Record and Artist Details

Genre:

Orchestral

Label: Hyperion

Media Format: CD or Download

Media Runtime: 57

Mastering:

DDD

Catalogue Number: CDA68340

CDA68340. SHOSTAKOVICH Cello Concertos (Alban Gerhardt)

Tracks:

Composition Artist Credit
Concerto for Cello and Orchestra No. 1 Dmitri Shostakovich, Composer
Alban Gerhardt, Cello
Jukka-Pekka Saraste, Conductor
WDR Symphony Orchestra
Concerto for Cello and Orchestra No. 2 Dmitri Shostakovich, Composer
Alban Gerhardt, Cello
Jukka-Pekka Saraste, Conductor
WDR Symphony Orchestra

By accident or design this pairing arrives hard on the heels of Alina Ibragimova’s Shostakovich violin concertos for the same label (7/20). That project perhaps looks more Russian than it is but the quest for ‘authentic’ tone and timbre remains an important element in the mix. This time we are in Cologne and the music-making, exciting though it is, feels timbrally deracinated, leaner, more forensic, taking us further from the sonic template established by earlier Soviet-Russian advocates. It might be argued that Mstislav Rostropovich, instigator of so many masterpieces, became overly ruminative in his later years, outpaced by the likes of Heinrich Schiff with the composer’s son directing (Philips, 10/85).

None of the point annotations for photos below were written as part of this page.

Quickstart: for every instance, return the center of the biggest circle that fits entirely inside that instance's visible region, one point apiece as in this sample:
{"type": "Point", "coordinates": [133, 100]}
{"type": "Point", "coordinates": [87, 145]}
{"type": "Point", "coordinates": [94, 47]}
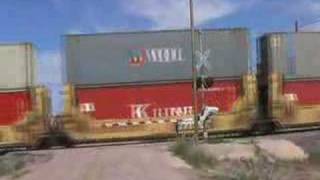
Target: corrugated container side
{"type": "Point", "coordinates": [306, 91]}
{"type": "Point", "coordinates": [14, 107]}
{"type": "Point", "coordinates": [153, 101]}
{"type": "Point", "coordinates": [119, 58]}
{"type": "Point", "coordinates": [17, 66]}
{"type": "Point", "coordinates": [128, 57]}
{"type": "Point", "coordinates": [228, 52]}
{"type": "Point", "coordinates": [293, 54]}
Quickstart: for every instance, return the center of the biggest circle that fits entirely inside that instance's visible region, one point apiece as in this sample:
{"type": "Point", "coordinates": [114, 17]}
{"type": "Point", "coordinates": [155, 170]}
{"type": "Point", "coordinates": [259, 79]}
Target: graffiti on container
{"type": "Point", "coordinates": [203, 65]}
{"type": "Point", "coordinates": [87, 107]}
{"type": "Point", "coordinates": [139, 57]}
{"type": "Point", "coordinates": [145, 111]}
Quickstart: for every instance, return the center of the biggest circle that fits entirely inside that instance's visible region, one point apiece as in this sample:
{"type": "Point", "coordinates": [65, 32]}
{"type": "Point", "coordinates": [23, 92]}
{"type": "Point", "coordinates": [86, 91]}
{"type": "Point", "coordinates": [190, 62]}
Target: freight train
{"type": "Point", "coordinates": [138, 85]}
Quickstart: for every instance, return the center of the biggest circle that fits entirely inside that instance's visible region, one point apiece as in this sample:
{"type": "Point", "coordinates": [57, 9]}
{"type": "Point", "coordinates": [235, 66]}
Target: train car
{"type": "Point", "coordinates": [22, 104]}
{"type": "Point", "coordinates": [138, 84]}
{"type": "Point", "coordinates": [290, 78]}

Alban Gerhardt, Jukka-Pekka Saraste and his former orchestra are tauter still. They deliver a crisply articulated white dwarf of a First Concerto, the controlled hysteria of the outer movements well conveyed even with a somewhat reticent first horn. Dark corners are certainly well lit in the central Moderato, taken as briskly as I’ve ever heard it; the tempo respects the metronome mark rather than the performance tradition. Gerhardt has never been one for lachrymose vibrato and his cadenza is purposeful. The finale fairly dazzles.

In the later work the rethink is sufficiently radical to reset its expressive arc, with a breezier opening Largo, more deliberate central Allegretto and a tendency to seek expressive homogeneity where others have played up the quizzical shifts in mood. Fortunately the booklet notes – as extensive as ever from this source if not always the easiest read in physical format – set out to explain the thinking behind these choices. For all his ‘adoration’ of Rostropovich, Gerhardt wants us to go back to the truth of the marks on the page. I wonder. Given what we know of Soviet editorial unreliability and Shostakovich’s own neurotic propensity to rush his fences as a performer, the results may or may not strike you as revelatory. Politics apart, the composer’s colleagues were too talented a group to produce carbon copies of each other’s interpretations. Now it is Gerhardt’s turn.

All in all a fascinating challenge to existing favourites, captured in bright and immediate sound. The production is credited to Westdeutscher Rundfunk, the brilliant, well-nigh flawless soloist spotlit but not implausibly so.